The 2007 charges against Amir Hossein Ardebili of Shiraz, Iran, are scheduled to be made public in Wilmington this morning by the U.S. attorney for Delaware, David C. Weiss, and the assistant secretary of U.S. Homeland Security for ICE, John Morton.

The charges against Ardebili, a former Iranian government procurement official, are likely to include a count of violating the International Emergency Economic Powers Act, which essentially prohibits arms and other sales to Iran. He also likely faces money-laundering and conspiracy charges.

Ardebili's lawyer, Edmund D. Lyons, declined to comment last night. The lead prosecutor on the case, David Hall, did not return a phone call yesterday.

U.S. officials said the Ardebili case was unusual because it involved the arrest of an arms dealer living in Iran and working almost exclusively for the Iranian government. The case is rarer still, the officials said, because it involves the successful extradition of an Iranian citizen from a third country to the United States.

Law-enforcement sources said that the undercover ICE agents in Philadelphia made first contact with Ardebili in 2004 over the Internet, and that he began to request a wide variety of military gear, including night-vision equipment and missile parts.

In October 2007, the ICE agents lured Ardebili to an Eastern European country with the promise of buying gyroscopes and radar components. The law-enforcement sources declined to name the European nation involved, but another source confirmed that it was Georgia and that the sting operation took place in the capital of Tbilisi.

The ICE agents, posing as shady U.S. arms salesmen, captured their negotiations with Ardebili on videotape, officials said, and he was arrested by Georgian police on Oct. 2, 2007. Prosecutors in Wilmington won his extradition to the United States from Georgia in January 2008.

To pursue the leads from Ardebili's laptop, U.S. authorities kept the case under wraps in Wilmington for nearly two years. But in recent months the Iranian government and associated groups had begun to make public but cryptic statements about Ardebili.

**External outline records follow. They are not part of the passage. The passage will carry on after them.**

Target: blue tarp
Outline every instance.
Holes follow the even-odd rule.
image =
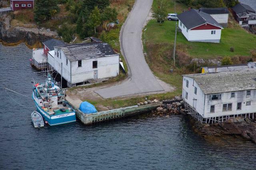
[[[87,102],[84,102],[80,104],[79,109],[85,114],[90,114],[97,112],[94,106]]]

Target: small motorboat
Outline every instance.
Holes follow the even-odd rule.
[[[41,127],[44,126],[43,117],[41,114],[37,111],[34,111],[32,112],[31,119],[35,127]]]

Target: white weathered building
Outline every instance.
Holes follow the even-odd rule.
[[[115,77],[119,72],[119,55],[104,43],[88,43],[54,47],[48,63],[71,86],[88,80]]]
[[[192,9],[177,17],[179,28],[188,41],[220,42],[223,28],[209,14]]]
[[[200,11],[208,14],[221,25],[224,27],[228,26],[229,12],[227,8],[202,8],[198,10]]]
[[[256,112],[256,70],[183,75],[182,99],[203,123],[222,122]]]

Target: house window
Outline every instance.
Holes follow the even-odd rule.
[[[232,111],[232,104],[229,103],[228,104],[228,111]]]
[[[235,92],[232,92],[231,93],[231,98],[234,98],[235,97]]]
[[[231,111],[232,110],[232,104],[223,104],[222,111]]]
[[[236,106],[237,110],[241,110],[242,109],[242,102],[238,102],[237,103]]]
[[[82,66],[82,60],[78,60],[78,67],[81,67]]]
[[[214,105],[211,106],[211,107],[210,109],[210,113],[214,113],[215,109],[215,106]]]
[[[98,68],[98,61],[93,61],[92,62],[92,68]]]
[[[209,96],[209,100],[221,100],[221,94],[211,94]]]

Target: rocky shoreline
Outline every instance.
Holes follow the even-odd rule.
[[[10,20],[9,18],[6,17],[0,20],[0,39],[7,44],[24,41],[27,44],[32,46],[37,42],[42,43],[57,36],[57,33],[46,30],[12,27]]]

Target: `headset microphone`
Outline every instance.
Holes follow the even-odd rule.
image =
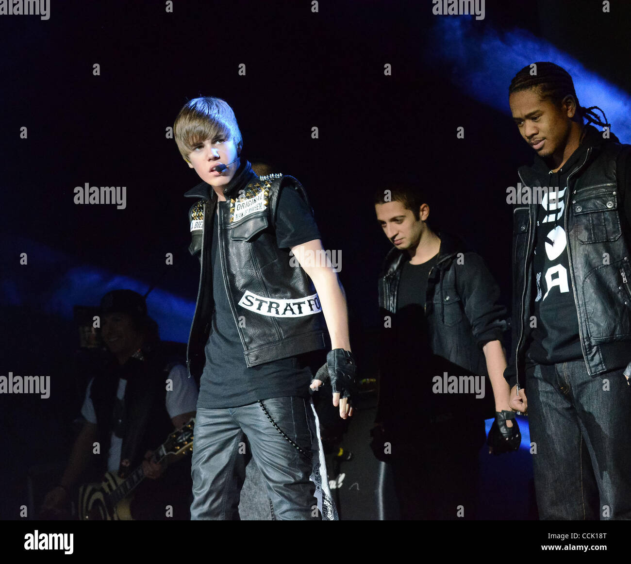
[[[232,163],[235,163],[237,161],[238,161],[239,158],[239,156],[237,156],[237,158],[235,158],[233,161],[232,161]],[[223,172],[224,170],[226,170],[226,168],[227,168],[230,165],[232,165],[232,163],[228,163],[227,165],[224,165],[223,163],[221,163],[221,164],[220,165],[217,165],[217,166],[215,167],[215,170],[216,170],[217,172]]]

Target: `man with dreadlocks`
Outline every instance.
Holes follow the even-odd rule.
[[[630,519],[631,147],[556,64],[524,67],[509,91],[536,156],[519,170],[504,375],[529,410],[540,518]]]

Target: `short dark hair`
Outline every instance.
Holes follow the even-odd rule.
[[[536,88],[543,100],[550,100],[555,104],[560,104],[566,96],[572,96],[576,101],[575,119],[583,123],[596,124],[601,127],[610,127],[607,117],[598,106],[584,108],[579,103],[579,97],[574,90],[574,83],[570,73],[558,64],[547,61],[540,61],[527,65],[517,73],[510,81],[509,95],[514,92]],[[594,112],[598,110],[602,114],[601,120]]]
[[[373,203],[386,204],[387,202],[401,202],[403,207],[414,214],[418,221],[420,218],[419,209],[423,204],[429,205],[425,194],[409,182],[396,181],[385,185],[385,187],[375,191]]]

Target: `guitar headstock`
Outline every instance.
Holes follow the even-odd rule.
[[[191,420],[177,431],[174,431],[162,445],[164,455],[182,454],[184,452],[191,452],[193,450],[193,429],[195,427],[195,418]]]

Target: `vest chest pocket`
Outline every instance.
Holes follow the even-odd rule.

In October, Iran's foreign minister, Manouchehr Mottaki, complained to the United Nations that the United States had kidnapped or tried to seize four Iranians, including a man identified only by the last name Ardebili. Those reports focused on reports that some of the men were nuclear scientists. Ardebili is believed to be an engineer and arms dealer; there is no indication that he bought or tried to buy any nuclear-related items, a U.S. official said.

According to an Iranian newspaper account translated by the BBC, the foreign minister alleged that Ardebili was a merchant who was improperly extradited from Georgia to the United States. According to news accounts at the time, the foreign minister raised the issue of the four Iranians during a face-to-face meeting with U.N. Secretary General Ban Ki-moon.

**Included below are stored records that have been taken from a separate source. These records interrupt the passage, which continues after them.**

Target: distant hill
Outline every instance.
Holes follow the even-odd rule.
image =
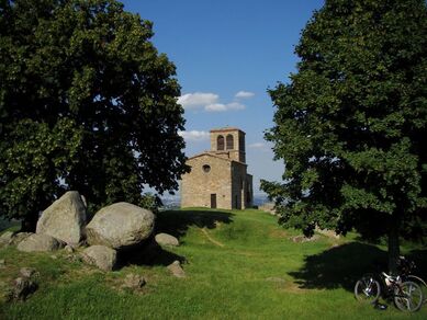
[[[181,205],[181,197],[179,194],[165,195],[165,196],[161,196],[160,198],[161,198],[161,202],[164,204],[164,206],[162,206],[164,209],[175,209],[175,208],[179,208]],[[265,194],[265,193],[254,194],[254,205],[255,206],[260,206],[260,205],[268,203],[268,202],[269,202],[269,199],[268,199],[267,194]]]

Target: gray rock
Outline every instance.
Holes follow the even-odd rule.
[[[16,249],[25,252],[55,251],[64,247],[64,242],[47,235],[33,233],[21,241]]]
[[[112,271],[117,261],[115,250],[105,245],[92,245],[83,250],[82,260],[86,263],[98,266],[103,271]]]
[[[295,237],[292,237],[292,241],[293,242],[296,242],[296,243],[301,243],[301,242],[312,242],[312,241],[317,241],[321,237],[318,237],[317,235],[314,235],[313,237],[305,237],[305,236],[295,236]]]
[[[128,203],[116,203],[99,210],[86,227],[89,244],[127,249],[149,238],[155,216],[150,210]]]
[[[169,264],[167,268],[170,271],[172,275],[176,277],[186,277],[186,272],[181,267],[181,263],[176,260],[173,263]]]
[[[34,235],[34,233],[32,233],[32,232],[18,232],[18,233],[13,235],[12,240],[9,242],[9,244],[10,245],[18,245],[23,240],[25,240],[26,238],[29,238],[32,235]]]
[[[31,294],[37,289],[37,284],[29,277],[18,277],[14,281],[12,290],[13,300],[24,301]]]
[[[172,245],[172,247],[179,245],[178,239],[168,233],[158,233],[156,235],[155,239],[156,242],[160,245]]]
[[[143,286],[145,286],[145,284],[146,284],[146,281],[145,281],[144,276],[138,275],[138,274],[134,274],[134,273],[130,273],[124,278],[124,283],[123,283],[122,287],[130,288],[130,289],[141,289]]]
[[[21,267],[20,273],[23,277],[38,277],[40,274],[34,267]]]
[[[86,206],[77,191],[68,191],[42,214],[36,233],[77,244],[83,238]]]

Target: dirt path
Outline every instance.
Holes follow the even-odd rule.
[[[213,244],[218,245],[218,247],[221,247],[221,248],[224,248],[224,247],[225,247],[224,243],[221,243],[221,242],[216,241],[215,239],[213,239],[213,238],[207,233],[206,228],[203,228],[203,229],[200,229],[200,230],[202,231],[202,233],[203,233],[204,236],[206,236],[207,240],[211,241]]]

The ICE investigation is part of a larger effort to prevent sensitive and restricted technology from making its way to Iran and China. According to U.S. government reports, the majority of prosecutions in such cases - including the illegal export of stealth technology, military aircraft components, warship data, and night-vision equipment - have involved Iran or China.

ICE, the FBI, and other law-enforcement agencies have arrested hundreds of people who have violated export laws that ban unlicensed sales of sensitive military equipment and any military sales to Iran and other hostile nations. In fiscal 2007 and 2008, ICE made 333 such arrests, the agency says on its Web site.

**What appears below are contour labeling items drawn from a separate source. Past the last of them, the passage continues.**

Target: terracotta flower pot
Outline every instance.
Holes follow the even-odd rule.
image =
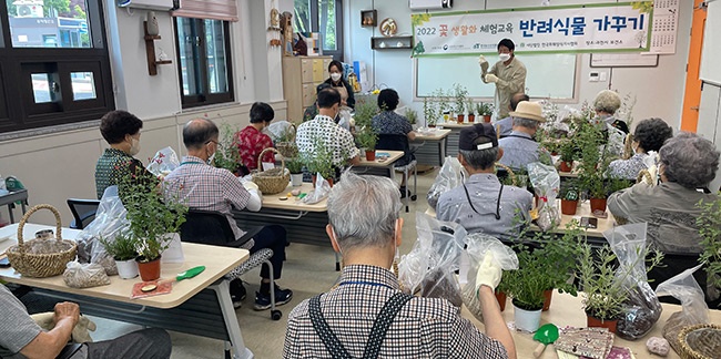
[[[506,310],[506,294],[502,291],[496,291],[496,300],[498,300],[498,306],[500,307],[500,311]]]
[[[140,271],[140,279],[143,281],[155,280],[160,278],[160,257],[150,260],[142,261],[142,257],[138,257],[138,271]]]
[[[551,298],[554,297],[554,289],[544,290],[544,308],[542,311],[548,310],[551,307]]]
[[[572,216],[576,214],[577,208],[578,208],[578,199],[577,201],[561,199],[562,214]]]
[[[606,198],[591,198],[591,213],[596,211],[606,212]]]
[[[586,314],[586,326],[587,327],[593,327],[593,328],[608,328],[608,331],[610,332],[616,332],[616,325],[618,324],[618,320],[603,320],[603,319],[598,319],[588,312]]]
[[[573,170],[573,161],[571,162],[561,161],[561,164],[560,166],[558,166],[558,170],[560,172],[571,172]]]

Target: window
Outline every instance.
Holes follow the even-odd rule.
[[[0,133],[115,107],[101,0],[0,2]]]
[[[296,31],[321,33],[324,55],[343,61],[342,0],[295,0],[293,19]]]
[[[175,18],[183,107],[232,102],[230,23]]]

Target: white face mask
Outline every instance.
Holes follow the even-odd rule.
[[[130,155],[134,156],[140,153],[140,140],[130,137]]]

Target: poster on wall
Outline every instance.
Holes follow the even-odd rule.
[[[495,53],[501,39],[517,52],[646,52],[652,1],[490,11],[414,13],[414,57]]]

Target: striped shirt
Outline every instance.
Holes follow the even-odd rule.
[[[353,265],[343,268],[336,289],[321,297],[328,326],[355,358],[360,358],[384,304],[398,293],[387,269]],[[284,358],[332,358],[313,329],[308,300],[288,316]],[[507,358],[506,348],[485,336],[446,299],[413,298],[386,332],[380,358]]]
[[[163,191],[166,198],[177,199],[192,209],[224,214],[235,238],[245,234],[237,227],[231,207],[245,208],[251,194],[230,171],[215,168],[195,156],[185,156],[181,165],[165,176]]]

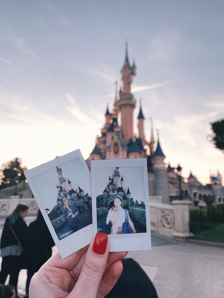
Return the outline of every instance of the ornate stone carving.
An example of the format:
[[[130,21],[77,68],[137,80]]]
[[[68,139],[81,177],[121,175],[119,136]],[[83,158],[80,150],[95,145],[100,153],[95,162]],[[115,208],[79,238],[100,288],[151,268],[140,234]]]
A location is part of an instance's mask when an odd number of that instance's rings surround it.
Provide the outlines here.
[[[132,214],[134,217],[144,226],[146,226],[146,220],[145,217],[145,209],[141,209],[140,208],[133,208]]]
[[[35,199],[21,200],[19,202],[21,202],[21,204],[26,205],[28,206],[29,214],[35,214],[37,212],[39,207]]]
[[[10,204],[9,202],[0,203],[0,213],[5,213],[9,211]]]
[[[65,221],[65,217],[64,215],[62,215],[60,217],[59,217],[56,219],[51,221],[52,226],[54,227],[55,229],[56,229],[59,226],[62,225]]]
[[[161,210],[160,219],[162,226],[167,229],[174,229],[174,214],[173,211]]]

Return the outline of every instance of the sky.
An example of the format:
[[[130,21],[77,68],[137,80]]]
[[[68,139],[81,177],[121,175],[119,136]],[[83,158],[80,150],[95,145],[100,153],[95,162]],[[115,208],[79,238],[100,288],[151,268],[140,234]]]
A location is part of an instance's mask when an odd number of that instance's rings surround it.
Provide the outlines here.
[[[75,189],[78,190],[79,186],[85,193],[91,193],[90,182],[79,158],[75,158],[57,166],[61,168],[62,176],[66,179],[67,184],[69,179]],[[32,178],[44,206],[50,211],[57,204],[58,178],[56,167]]]
[[[152,117],[165,162],[202,183],[224,175],[208,139],[223,117],[224,3],[129,0],[2,1],[0,166],[30,168],[78,148],[85,159],[121,79],[125,40],[148,141]]]
[[[109,176],[112,176],[115,168],[96,168],[96,195],[102,195],[103,192],[107,185]],[[144,179],[142,167],[120,167],[119,171],[120,174],[119,180],[123,177],[123,189],[128,190],[128,188],[134,201],[137,200],[140,204],[141,201],[145,202]],[[120,185],[119,182],[119,186]]]

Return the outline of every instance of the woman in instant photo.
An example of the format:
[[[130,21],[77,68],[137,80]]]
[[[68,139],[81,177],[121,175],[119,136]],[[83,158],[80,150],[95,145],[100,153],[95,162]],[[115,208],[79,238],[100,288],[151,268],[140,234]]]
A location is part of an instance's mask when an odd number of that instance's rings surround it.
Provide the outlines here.
[[[129,222],[132,233],[136,233],[134,224],[129,216],[128,210],[124,207],[122,199],[119,195],[114,198],[113,206],[108,211],[106,223],[108,224],[110,221],[112,224],[111,234],[122,234],[127,232],[122,231],[123,223],[125,222],[125,218]]]
[[[68,200],[64,201],[64,215],[68,217],[70,226],[74,232],[84,228],[83,225],[78,218],[79,210],[73,205],[70,205]]]

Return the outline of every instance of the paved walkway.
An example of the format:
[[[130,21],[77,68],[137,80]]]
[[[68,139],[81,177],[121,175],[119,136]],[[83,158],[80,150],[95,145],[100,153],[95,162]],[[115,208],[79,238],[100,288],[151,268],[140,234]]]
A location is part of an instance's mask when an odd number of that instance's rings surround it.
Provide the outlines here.
[[[25,220],[29,224],[35,219],[29,216]],[[1,234],[4,221],[0,218]],[[224,249],[179,242],[153,233],[152,243],[151,251],[130,252],[127,257],[141,265],[159,298],[223,297]],[[56,250],[54,247],[53,251]],[[18,287],[21,294],[26,279],[26,271],[21,270]]]

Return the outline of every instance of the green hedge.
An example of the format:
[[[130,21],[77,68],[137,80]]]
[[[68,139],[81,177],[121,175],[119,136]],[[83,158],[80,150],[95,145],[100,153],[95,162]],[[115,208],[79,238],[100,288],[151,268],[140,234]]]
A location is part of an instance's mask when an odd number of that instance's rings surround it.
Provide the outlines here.
[[[191,221],[205,224],[224,224],[224,204],[197,210],[191,210],[190,220]]]
[[[190,231],[197,234],[224,224],[224,204],[190,212]]]

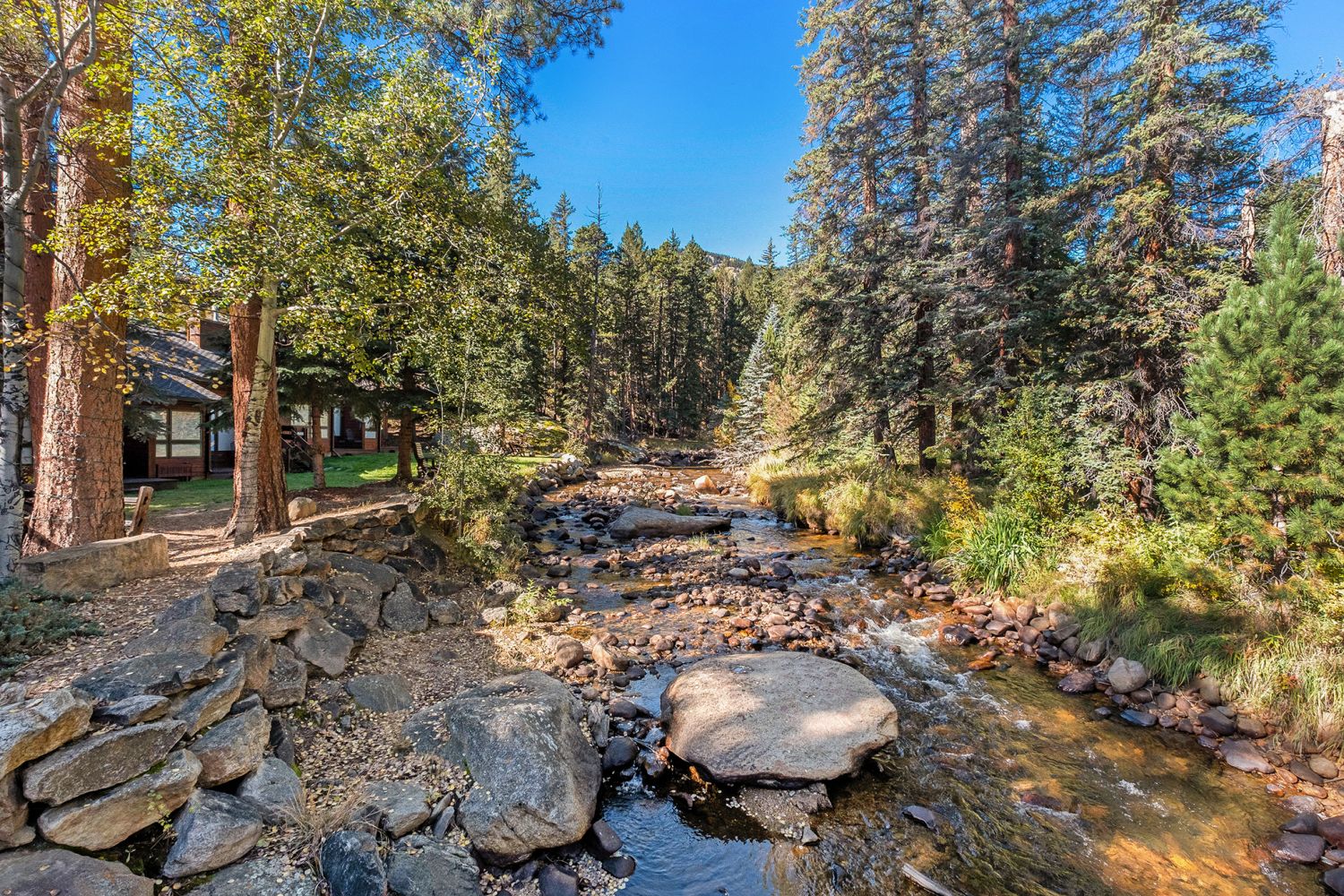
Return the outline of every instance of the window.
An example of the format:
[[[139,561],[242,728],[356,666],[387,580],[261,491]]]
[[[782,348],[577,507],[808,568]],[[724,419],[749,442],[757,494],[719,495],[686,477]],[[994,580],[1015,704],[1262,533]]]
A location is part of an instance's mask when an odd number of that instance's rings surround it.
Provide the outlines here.
[[[155,457],[200,457],[200,411],[151,411],[159,423]]]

Nearly all of those cases were made against buyers or sellers inside the United States. Last week, for example, a Belgian national pleaded guilty, following his arrest in New York, to conspiracy to export F-5 fighter-jet engines and parts to Iran. Later this month, a Chester County business owner named Ali Amirnazmi is scheduled to be sentenced in Philadelphia for illegally selling chemical-related software to Iran.

The Ardebili investigation is not related to a pair of terrorism cases unveiled last week in Philadelphia. In those cases, FBI and ICE undercover agents allegedly sold shoes, video games, and ultimately machine guns and military gear to people in Michigan, Slovakia, and Lebanon with links to the group Hezbollah.